Other appraisals were far less generous, like this one, from Maryjane in New York:
As one of the thousands of single women in this city, I find this article to be a little ridiculous. I can’t speak for the gay men, but for the straight guys… if you really want to find a nice girl and settle down, all you have to do is make the slightest bit of effort. As soon as you decide to take that plunge, you will have no problem moving forward. So, I don’t really have any sympathy.
- And to the reporter who thinks that “all the really good girls that you would want to marry are taken”—well, what a joke.
The Times followed up with a piece (Link): examining those reader responses, highlighting, mostly, how relieved some women readers were to see men getting a taste of the medicine they’d been force-fed since conception.
“The guys are getting the same treatment from the Media that women have been getting for generations: ‘hurry up and get married before you’re too old and nobody wants you,” one wrote.
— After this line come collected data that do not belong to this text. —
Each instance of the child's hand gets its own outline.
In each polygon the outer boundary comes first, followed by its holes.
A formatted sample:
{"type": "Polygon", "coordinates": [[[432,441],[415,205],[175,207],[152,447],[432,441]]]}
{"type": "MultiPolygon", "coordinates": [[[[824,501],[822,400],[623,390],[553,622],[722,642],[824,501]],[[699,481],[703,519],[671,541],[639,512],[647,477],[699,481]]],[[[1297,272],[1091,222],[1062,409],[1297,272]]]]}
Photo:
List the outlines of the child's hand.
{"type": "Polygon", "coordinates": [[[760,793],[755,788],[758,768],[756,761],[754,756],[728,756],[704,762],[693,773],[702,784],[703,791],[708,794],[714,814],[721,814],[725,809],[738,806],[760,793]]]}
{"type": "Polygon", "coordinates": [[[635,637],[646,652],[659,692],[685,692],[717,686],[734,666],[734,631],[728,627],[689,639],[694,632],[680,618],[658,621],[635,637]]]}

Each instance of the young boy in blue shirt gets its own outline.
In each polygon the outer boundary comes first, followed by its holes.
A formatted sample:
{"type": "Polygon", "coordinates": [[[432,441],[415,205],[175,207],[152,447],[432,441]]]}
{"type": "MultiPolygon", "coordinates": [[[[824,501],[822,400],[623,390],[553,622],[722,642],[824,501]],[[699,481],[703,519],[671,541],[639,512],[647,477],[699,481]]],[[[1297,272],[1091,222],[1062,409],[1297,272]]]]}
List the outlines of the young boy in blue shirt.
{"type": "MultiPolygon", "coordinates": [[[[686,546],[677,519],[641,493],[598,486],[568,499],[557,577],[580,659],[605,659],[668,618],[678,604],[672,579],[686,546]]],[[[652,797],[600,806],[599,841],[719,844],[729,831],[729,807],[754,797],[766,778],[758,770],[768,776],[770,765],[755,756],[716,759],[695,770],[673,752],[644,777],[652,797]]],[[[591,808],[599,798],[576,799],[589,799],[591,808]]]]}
Another woman who’d lived in New York during her twenties and thirties said it was comeuppance: “I know very well that they are of the same age group that would drop someone like a hot rock for any excuse back in the day (one guy who had spoken of marriage changed his mind because he didn’t like the eyeliner that I wore one night), just because there were so many options out there.”
Comments from that page:
comment by FieryAntidote
- I once told someon who was 20+ years older than that I couldn’t date because I was looking for a relationship with someone close to my age with whom I could potentially start a family.
- Oh my God, the wounded entitled rage!
- He proceeded to barrage me with emails about how he could impregnate me well into old age. But I don’t just want a sperm donor (and paternal age does correlate with higher risks too), I want a parenting partner.
- These guys don’t seem to consider whether they will have the energy and interest to parent young kids in their 50s and 60s. Going to PTA meetings and working full time while your friends are thinking of retiring?
- And men die younger….what about the chances of seeing their kids into adulthood.
- Who wants to be paying for college in their 70s? Their is a lot more to parenting than the ability to fertilize an egg.